Survey shows 76% of data scientists think Hadoop is too slow

Source: Internet
Author: User
Keywords Think that the data scientists too slow survey show that said

According to a survey by the analysis and research firm PARADIGM4, 76% of data scientists think Hadoop is too slow. Data scientists say that Hadoop, as an Open-source software framework, requires more effort to program in practical applications than it does with large data application requirements.

According to a survey by the analysis and research firm PARADIGM4, 76% of data scientists think Hadoop is too slow. Data scientists say that Hadoop, as an Open-source software framework, requires more effort to program in practical applications than it does with large data application requirements.

91% per cent of respondents said that a complex analysis of large data was being carried out, with 39% of them saying their work had become more difficult. 71% of respondents said: The diversity of data types and the volume of data make analysis more difficult.

76% per cent of respondents mentioned the issue of Hadoop, 39% thought it required too much programming effort, 37% said the ad hoc query was too slow, and 30% thought it was too slow to perform real-time analysis.
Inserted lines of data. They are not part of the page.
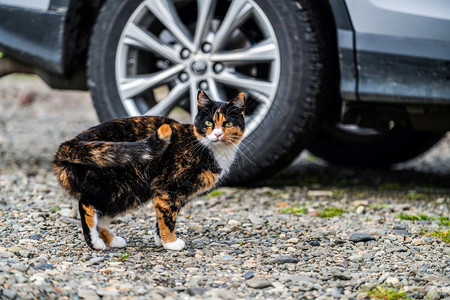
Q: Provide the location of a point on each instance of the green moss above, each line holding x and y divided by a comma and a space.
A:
444, 220
329, 212
441, 234
214, 193
293, 210
413, 195
124, 256
378, 206
386, 293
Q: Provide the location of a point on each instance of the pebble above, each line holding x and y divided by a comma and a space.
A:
314, 243
392, 280
249, 275
360, 237
241, 236
285, 259
234, 223
36, 237
43, 266
340, 275
432, 294
258, 283
20, 267
97, 260
356, 258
Big data is becoming more and more important to businesses today. According to a study commissioned by Dell's competitive Edge research, the number of midsize enterprises with 2000~5000 people has begun to embrace the rise of big data technology, and 80% of midsize companies think they should better analyze their data, They believe that large data applications can better improve the level of corporate decision-making.
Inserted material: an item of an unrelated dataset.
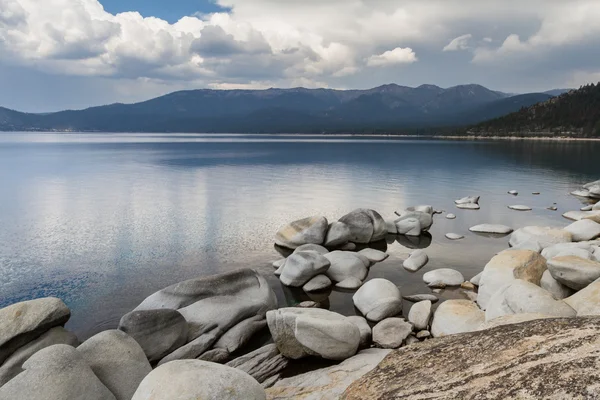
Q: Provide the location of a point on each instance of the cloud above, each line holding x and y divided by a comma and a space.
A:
459, 43
393, 57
For small businesses, free and inexpensive tools make it easy to collect and analyze large data, as well as to enhance competitiveness. PARADIGM4 the survey, which began in March, ended in April and lasted one months, was echoed by 111 data scientists in the United States.

What is Hadoop:

A distributed system infrastructure developed by the Apache Foundation.

Users can develop distributed programs without understanding distributed low-level details. Take full advantage of the power of cluster high speed operation and storage.

Hadoop implements a distributed filesystem (Hadoop Distributed File System), referred to as HDFs. HDFs is characterized by high fault tolerance and is designed to be deployed on inexpensive (low-cost) hardware, and it provides high transmission rates (throughput) to access application data for applications with large datasets (SCM data set). HDFs relaxes the (relax) POSIX requirement to access data in a streaming form (streaming access) file system.

The most central design of Hadoop's framework is that HDFS and MAPREDUCE.HDFS provide storage for massive amounts of data, and MapReduce provide computing for massive amounts of data.

Related Article

Contact Us

The content source of this page is from Internet, which doesn't represent Alibaba Cloud's opinion; products and services mentioned on that page don't have any relationship with Alibaba Cloud. If the content of the page makes you feel confusing, please write us an email, we will handle the problem within 5 days after receiving your email.

If you find any instances of plagiarism from the community, please send an email to: info-contact@alibabacloud.com and provide relevant evidence. A staff member will contact you within 5 working days.

A Free Trial That Lets You Build Big!

Start building with 50+ products and up to 12 months usage for Elastic Compute Service

  • Sales Support

    1 on 1 presale consultation

  • After-Sales Support

    24/7 Technical Support 6 Free Tickets per Quarter Faster Response

  • Alibaba Cloud offers highly flexible support services tailored to meet your exact needs.